The defaults are intentionally insecure and documented as dev/test-only. Production builds must override all `ADMIN_*` variables at **build time** so that real credentials are never stored in the default image. Sources: [docker/Dockerfile:39-43](), [specs/dk-flags-party-server-image.md:170-171]()

---

## Catalog Registration and CI/CD

The component is registered in the VTEX Backstage catalog under `.vtex/catalog-info.yaml`:

- **Name**: `dk-flags`
- **Owner**: `te-0034`
- **Application ID**: `OG35ZXTZ`
- **Lifecycle**: `stable`
- **Type**: `fullstack-app`

On every push to the `main` branch, the `dkcicd` pipeline (`build-and-push-image-v1`) builds the image on `amd64` and pushes it to AWS ECR (account `053131491888`, region `us-east-1`, repo `dk-flags-party-server`, tag `0.0.1`). The `0.0.1` tag is mutable; consumers who need pinned versions should reference the image by digest.

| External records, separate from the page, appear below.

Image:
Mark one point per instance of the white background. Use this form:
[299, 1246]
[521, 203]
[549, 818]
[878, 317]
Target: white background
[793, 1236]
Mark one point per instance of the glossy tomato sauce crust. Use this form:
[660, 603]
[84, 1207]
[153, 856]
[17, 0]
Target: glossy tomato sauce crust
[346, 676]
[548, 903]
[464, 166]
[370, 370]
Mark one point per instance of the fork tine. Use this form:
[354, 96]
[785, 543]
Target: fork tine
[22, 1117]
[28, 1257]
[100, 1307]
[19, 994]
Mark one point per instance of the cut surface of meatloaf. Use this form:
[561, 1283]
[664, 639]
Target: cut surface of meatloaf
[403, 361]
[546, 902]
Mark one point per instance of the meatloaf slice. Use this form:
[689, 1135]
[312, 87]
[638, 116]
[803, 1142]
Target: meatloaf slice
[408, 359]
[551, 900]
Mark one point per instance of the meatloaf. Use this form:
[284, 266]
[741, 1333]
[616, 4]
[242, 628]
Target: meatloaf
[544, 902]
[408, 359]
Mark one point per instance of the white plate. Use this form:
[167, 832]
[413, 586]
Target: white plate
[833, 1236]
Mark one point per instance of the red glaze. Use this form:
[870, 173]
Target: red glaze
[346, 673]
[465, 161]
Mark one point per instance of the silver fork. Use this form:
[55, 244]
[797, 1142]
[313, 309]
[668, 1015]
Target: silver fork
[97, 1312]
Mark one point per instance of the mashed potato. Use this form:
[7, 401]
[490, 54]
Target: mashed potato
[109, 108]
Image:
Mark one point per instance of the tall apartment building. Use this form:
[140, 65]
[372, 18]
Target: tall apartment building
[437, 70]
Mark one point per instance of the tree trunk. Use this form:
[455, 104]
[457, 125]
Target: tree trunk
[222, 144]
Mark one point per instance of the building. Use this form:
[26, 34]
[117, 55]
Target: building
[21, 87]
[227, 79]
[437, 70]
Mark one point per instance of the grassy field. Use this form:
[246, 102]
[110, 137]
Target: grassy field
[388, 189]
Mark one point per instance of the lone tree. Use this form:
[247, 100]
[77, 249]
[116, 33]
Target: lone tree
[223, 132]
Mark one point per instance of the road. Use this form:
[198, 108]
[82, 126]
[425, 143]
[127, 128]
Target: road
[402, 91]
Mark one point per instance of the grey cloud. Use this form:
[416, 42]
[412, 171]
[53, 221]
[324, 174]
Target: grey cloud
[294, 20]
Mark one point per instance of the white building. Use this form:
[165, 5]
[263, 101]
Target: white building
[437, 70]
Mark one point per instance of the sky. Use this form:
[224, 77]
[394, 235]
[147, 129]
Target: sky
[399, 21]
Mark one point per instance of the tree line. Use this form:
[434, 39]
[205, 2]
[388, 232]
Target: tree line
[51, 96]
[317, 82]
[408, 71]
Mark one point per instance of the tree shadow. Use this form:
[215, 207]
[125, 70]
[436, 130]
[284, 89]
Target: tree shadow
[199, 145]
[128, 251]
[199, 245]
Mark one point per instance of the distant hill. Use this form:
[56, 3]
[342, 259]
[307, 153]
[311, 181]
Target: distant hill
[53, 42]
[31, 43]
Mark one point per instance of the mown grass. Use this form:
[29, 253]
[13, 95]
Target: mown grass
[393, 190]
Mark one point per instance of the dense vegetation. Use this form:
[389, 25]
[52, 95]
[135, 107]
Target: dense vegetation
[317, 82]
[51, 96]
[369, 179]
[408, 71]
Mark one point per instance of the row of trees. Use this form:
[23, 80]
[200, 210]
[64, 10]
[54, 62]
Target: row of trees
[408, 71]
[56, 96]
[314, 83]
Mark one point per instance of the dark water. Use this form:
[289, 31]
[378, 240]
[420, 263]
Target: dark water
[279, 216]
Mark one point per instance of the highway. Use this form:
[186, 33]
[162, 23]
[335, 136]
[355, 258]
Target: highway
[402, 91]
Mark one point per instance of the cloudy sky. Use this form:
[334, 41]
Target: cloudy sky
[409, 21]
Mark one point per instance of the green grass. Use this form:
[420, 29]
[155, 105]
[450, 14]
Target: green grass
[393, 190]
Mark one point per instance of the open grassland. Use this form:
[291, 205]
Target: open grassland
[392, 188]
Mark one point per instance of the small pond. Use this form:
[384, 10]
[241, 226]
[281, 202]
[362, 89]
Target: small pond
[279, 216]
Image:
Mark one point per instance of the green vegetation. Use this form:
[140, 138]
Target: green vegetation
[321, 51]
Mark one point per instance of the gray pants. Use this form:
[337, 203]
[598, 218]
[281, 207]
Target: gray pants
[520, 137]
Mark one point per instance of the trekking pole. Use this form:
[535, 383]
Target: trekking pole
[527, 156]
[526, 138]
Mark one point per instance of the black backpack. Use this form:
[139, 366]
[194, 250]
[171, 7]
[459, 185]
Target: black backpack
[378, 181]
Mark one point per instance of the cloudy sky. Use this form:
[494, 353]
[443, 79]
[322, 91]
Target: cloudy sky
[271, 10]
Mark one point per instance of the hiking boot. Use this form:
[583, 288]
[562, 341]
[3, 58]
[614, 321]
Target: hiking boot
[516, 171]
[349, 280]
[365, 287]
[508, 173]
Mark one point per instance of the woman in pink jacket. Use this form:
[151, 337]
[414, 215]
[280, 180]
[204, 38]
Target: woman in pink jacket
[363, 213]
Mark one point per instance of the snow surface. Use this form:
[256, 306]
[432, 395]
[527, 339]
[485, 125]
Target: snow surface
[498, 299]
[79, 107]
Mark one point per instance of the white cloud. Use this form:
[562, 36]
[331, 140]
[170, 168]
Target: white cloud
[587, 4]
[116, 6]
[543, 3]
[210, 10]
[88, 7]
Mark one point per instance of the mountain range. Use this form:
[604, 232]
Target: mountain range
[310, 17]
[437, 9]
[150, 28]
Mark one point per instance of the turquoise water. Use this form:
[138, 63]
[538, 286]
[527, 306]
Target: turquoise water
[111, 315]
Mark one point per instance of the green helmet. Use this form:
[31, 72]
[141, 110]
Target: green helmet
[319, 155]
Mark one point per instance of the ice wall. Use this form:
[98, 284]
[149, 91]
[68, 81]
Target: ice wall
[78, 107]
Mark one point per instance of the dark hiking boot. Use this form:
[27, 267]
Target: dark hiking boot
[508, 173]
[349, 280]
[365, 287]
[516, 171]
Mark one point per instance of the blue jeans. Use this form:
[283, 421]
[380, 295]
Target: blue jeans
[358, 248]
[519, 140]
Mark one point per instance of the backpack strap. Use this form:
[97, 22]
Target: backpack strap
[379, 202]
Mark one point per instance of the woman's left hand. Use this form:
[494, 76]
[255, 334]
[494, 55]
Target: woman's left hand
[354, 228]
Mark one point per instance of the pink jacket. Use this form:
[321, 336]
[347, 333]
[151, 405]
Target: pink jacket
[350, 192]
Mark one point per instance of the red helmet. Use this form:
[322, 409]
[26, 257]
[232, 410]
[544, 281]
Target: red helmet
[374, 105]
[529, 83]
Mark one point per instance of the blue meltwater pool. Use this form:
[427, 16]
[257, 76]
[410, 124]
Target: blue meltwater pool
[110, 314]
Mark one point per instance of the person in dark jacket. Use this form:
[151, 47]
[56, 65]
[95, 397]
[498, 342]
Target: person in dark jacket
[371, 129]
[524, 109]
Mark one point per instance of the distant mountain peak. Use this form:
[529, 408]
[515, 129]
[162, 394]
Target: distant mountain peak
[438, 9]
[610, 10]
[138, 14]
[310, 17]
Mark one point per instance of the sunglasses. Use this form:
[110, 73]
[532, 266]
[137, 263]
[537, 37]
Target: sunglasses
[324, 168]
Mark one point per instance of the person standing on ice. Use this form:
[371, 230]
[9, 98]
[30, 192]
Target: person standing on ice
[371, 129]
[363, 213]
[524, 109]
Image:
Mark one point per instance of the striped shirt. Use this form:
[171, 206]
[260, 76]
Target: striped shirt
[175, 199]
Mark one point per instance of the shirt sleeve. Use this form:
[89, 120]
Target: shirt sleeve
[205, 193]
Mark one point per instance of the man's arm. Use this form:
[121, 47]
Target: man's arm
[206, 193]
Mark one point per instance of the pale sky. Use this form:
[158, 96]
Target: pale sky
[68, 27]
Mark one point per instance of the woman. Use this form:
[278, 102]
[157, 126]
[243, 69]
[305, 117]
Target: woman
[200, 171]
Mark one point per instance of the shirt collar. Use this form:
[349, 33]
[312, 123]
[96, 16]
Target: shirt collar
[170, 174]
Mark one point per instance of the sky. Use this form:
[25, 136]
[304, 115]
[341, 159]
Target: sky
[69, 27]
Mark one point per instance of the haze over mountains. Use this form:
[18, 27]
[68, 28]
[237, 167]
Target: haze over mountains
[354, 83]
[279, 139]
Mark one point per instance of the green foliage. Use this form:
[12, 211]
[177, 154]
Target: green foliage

Sources: [.vtex/catalog-info.yaml:1-22](), [specs/dk-flags-party-server-image.md:219-224]()

---

## How the Reference Is Organized

| Page area | What it covers |
|---|---|
| **Technical Orientation** (this page) | Repository purpose, build-time init strategy, module layout, CI/CD |
| **Docker Setup** | Detailed build and run instructions, env var reference (see README) |
| **Flag Schema & Seeding** | `exampleFlags.json` format, supported types, default values, how to add flags |
| **FeatureHub Management API** | Endpoint contracts consumed by `setup.js` |
| **OpenFeature SDK Clients** | Frontend and backend SDKs (separate repositories; linked from README) |

---

The repository is intentionally narrow in scope: it owns the image build pipeline and the seed flag definitions. Persistence across restarts, production deployment topology (load balancer, TLS, secrets rotation, scaling), and OpenFeature SDK distribution are all handled outside this repository. Any engineer extending the image should start by editing `docker/exampleFlags.json` and rebuilding — the modular setup pipeline will handle the rest automatically at build time.